Frankfinn Entertainment Company Pvt. Ltd. Vs. Unisys Infosolutions Pvt. Ltd. & Ors.

The Plaintiff, a subsidiary of parent company “Frankfinn Institute of Air Hostess Training” a reputed organization, engaged in imparting training in the fields of Aviation, Hospitality, Travel Management, Customer Services, and entered the music and entertainment arena in the year 2007. Plaintiff had a YouTube Channel “Divine Amrit Bani” which was later changed to “Shabad Kirtan Gurbani- Divine Amrit Bani” managed by Defendant No. 2 M/s. Indya Records, which claimed to be the leading player in Shabad Gurbani videos and audios. The Plaintiff contended that the Defendant No. 1 unlawfully started asserting rights over the Plaintiff’s content and did not disclose the earnings from that channel. The Plaintiff, being the owner of the YouTube channel, alleged that the Defendant No. 3, Google LLC, an online video sharing platform shared the Plaintiff’s content without its prior approval. The Plaintiff submitted that sharing of the credentials of its social media account did not mean transfer of ownership, and the Defendants had no right to mala-fidely upload the Plaintiff’s content on their own channels and thus block the Plaintiff from uploading its own content on its own YouTube Channel. The High Court of Delhi granted ex-parte ad interim injunction in favour of the Plaintiff.
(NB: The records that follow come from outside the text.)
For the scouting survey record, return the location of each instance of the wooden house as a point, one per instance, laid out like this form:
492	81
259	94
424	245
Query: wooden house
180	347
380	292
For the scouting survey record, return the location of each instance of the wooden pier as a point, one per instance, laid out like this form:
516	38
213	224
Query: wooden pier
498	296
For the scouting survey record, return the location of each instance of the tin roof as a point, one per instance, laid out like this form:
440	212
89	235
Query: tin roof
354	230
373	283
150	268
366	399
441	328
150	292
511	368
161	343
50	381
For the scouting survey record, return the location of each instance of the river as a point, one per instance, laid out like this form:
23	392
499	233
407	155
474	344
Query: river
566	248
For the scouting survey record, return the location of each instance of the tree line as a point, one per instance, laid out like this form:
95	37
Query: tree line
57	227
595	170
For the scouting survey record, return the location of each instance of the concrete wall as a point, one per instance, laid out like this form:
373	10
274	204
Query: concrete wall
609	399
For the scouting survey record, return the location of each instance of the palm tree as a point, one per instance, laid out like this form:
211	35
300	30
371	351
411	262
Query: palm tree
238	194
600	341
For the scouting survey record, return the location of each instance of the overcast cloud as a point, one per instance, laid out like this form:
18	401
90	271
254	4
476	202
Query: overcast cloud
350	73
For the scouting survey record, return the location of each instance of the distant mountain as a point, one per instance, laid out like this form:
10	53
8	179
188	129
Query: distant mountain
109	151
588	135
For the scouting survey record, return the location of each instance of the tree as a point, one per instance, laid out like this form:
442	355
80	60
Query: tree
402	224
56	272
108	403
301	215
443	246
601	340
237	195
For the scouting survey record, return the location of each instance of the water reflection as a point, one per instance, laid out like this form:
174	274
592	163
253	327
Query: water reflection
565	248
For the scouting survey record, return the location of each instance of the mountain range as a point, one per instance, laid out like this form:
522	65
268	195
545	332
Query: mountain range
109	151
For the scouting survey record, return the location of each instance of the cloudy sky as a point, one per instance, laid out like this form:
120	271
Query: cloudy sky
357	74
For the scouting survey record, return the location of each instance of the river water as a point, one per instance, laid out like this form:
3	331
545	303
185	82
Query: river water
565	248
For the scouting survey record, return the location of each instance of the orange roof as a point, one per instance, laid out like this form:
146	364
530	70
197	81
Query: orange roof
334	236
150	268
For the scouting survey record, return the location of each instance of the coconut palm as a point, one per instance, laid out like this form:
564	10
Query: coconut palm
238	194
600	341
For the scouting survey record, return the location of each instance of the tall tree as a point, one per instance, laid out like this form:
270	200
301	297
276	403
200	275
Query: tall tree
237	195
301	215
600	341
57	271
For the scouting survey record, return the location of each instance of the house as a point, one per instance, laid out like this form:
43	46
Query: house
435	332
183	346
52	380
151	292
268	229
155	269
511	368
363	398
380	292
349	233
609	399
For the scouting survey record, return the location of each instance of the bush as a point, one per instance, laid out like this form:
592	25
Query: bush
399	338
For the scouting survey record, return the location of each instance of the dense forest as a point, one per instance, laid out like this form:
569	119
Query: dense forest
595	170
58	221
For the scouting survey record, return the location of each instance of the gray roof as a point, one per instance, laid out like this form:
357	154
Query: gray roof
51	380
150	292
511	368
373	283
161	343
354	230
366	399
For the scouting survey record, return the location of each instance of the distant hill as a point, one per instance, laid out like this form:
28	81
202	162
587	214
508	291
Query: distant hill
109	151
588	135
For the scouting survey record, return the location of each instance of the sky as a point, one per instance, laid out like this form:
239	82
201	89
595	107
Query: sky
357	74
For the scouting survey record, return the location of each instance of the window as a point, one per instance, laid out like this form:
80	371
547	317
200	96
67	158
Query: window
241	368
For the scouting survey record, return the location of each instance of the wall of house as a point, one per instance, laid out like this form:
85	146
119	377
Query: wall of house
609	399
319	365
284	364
Later the Plaintiff filed an affidavit where the Court asked the Defendant No 1 and Defendant No 3 to disclose the earnings and dismissed the charges against Defendant No 2.

Citation: Frankfinn Entertainment Company Pvt. Ltd Vs. Unisys Infosolutions Pvt. Ltd. & Ors .Decided by High Court of Delhi on 2nd March, 2022, available at, last visited 7th March, 2022.
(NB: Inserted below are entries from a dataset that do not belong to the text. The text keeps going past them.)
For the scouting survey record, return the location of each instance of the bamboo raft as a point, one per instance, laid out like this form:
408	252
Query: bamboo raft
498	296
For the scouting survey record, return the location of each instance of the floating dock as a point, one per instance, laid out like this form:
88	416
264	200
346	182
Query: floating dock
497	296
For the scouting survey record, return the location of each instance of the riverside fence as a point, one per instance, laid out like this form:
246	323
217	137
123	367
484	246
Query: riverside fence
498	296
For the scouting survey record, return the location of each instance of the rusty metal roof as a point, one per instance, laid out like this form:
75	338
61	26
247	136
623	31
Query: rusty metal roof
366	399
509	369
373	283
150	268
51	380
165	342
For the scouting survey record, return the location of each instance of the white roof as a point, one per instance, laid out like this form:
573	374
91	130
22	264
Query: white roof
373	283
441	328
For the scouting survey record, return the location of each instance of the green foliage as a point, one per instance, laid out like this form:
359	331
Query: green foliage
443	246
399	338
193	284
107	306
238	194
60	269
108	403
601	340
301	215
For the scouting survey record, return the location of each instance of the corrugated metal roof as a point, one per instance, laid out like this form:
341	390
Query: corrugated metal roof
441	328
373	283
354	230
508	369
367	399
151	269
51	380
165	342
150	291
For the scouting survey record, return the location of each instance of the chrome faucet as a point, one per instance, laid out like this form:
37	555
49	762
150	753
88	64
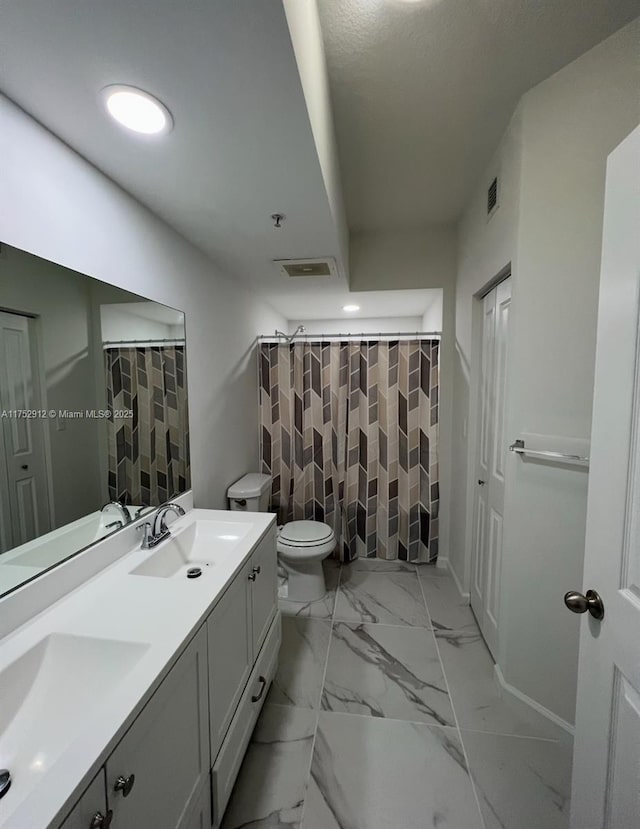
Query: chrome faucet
154	533
125	515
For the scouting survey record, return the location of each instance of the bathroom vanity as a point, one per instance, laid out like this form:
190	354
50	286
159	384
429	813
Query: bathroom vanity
130	701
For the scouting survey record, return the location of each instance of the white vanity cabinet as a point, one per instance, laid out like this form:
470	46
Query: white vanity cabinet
251	645
157	772
180	757
91	812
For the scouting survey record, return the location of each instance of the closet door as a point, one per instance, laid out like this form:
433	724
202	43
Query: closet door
489	502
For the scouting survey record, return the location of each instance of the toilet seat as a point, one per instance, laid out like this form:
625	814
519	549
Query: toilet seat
306	540
305	533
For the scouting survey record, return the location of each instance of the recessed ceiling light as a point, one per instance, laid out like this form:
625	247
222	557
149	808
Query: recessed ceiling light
137	110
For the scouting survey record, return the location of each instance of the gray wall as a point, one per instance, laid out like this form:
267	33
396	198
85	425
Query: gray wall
56	205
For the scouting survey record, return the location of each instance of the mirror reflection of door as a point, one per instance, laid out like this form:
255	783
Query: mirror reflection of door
489	502
24	496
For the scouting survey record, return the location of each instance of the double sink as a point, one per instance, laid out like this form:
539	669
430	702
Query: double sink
48	691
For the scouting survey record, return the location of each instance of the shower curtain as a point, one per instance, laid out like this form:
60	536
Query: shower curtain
148	452
349	434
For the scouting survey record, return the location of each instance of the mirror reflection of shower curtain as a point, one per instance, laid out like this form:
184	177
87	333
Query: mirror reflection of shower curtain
148	452
349	434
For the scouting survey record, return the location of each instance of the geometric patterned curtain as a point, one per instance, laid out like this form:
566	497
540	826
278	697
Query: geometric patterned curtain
149	452
349	434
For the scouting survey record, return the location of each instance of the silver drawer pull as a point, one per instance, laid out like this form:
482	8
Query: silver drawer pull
258	697
100	821
125	784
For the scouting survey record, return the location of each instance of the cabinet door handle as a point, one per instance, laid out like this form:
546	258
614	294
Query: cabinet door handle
125	784
100	821
263	685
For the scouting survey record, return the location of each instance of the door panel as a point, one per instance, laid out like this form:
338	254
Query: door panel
24	474
492	603
484	454
489	506
606	770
Phonographic Performance Ltd. Vs. Union of India and Ors.

The Petitioner, Phonographic Performance Ltd., a company registered under the Companies Act, 1956, was a registered copyright society. It had assigned copyright in various sound recordings for communication to the public in the area of public performance and broadcast, through which it owned/controlled the public performance rights of more than 350 music companies with 3 million international and domestic sound recordings. It provided a single window for various parties seeking license for authorised use of sound recordings. In the year 2012, Section 33 (3A) was introduced to the Copyright Act, which required existing copyright societies to apply for a new registration post the amendment within one year. Further on 14th March 2013, the Copyright Rules were introduced through which the copyright societies applying for re-registration had to file an application in Form IX within a period of two months. The Petitioner, within one year from the enactment of the Copyright Amendment Act, 2012 and within two months from the enactment of the Copyright Rules 2013, filed an application for re-registration. The Petitioner alleged that Respondent did not take any decision on the application for over a year. After waiting for over a year, the Petitioner began conducting its business as the delay impacted its ability to conduct business and thus filed for withdrawal of the application with an intention to file a fresh application. However the request for withdrawal was rejected by the Respondent. Therefore, the Petitioner prayed for the issue of a writ of certiorari and writ of mandamus or any other direction for quashing and setting aside the impugned order and to decide the Petitioner’s application for re- registration. The Court agreed with the Petitioner’s contentions that the unreasoned order passed by Respondent 1 was completely erroneous, incorrect, unreasoned, and arbitrary and contrary to the principles of natural justice, and that the Respondent arrived at a conclusion without considering the facts and law. The High Court of Delhi held that the impugned order granted by the Respondent should be set aside and directed the Respondent to re-consider the Petitioner’s application for re-registration on merits as the application was filed within a reasonable time and the outcome of the same must be communicated the Petitioner.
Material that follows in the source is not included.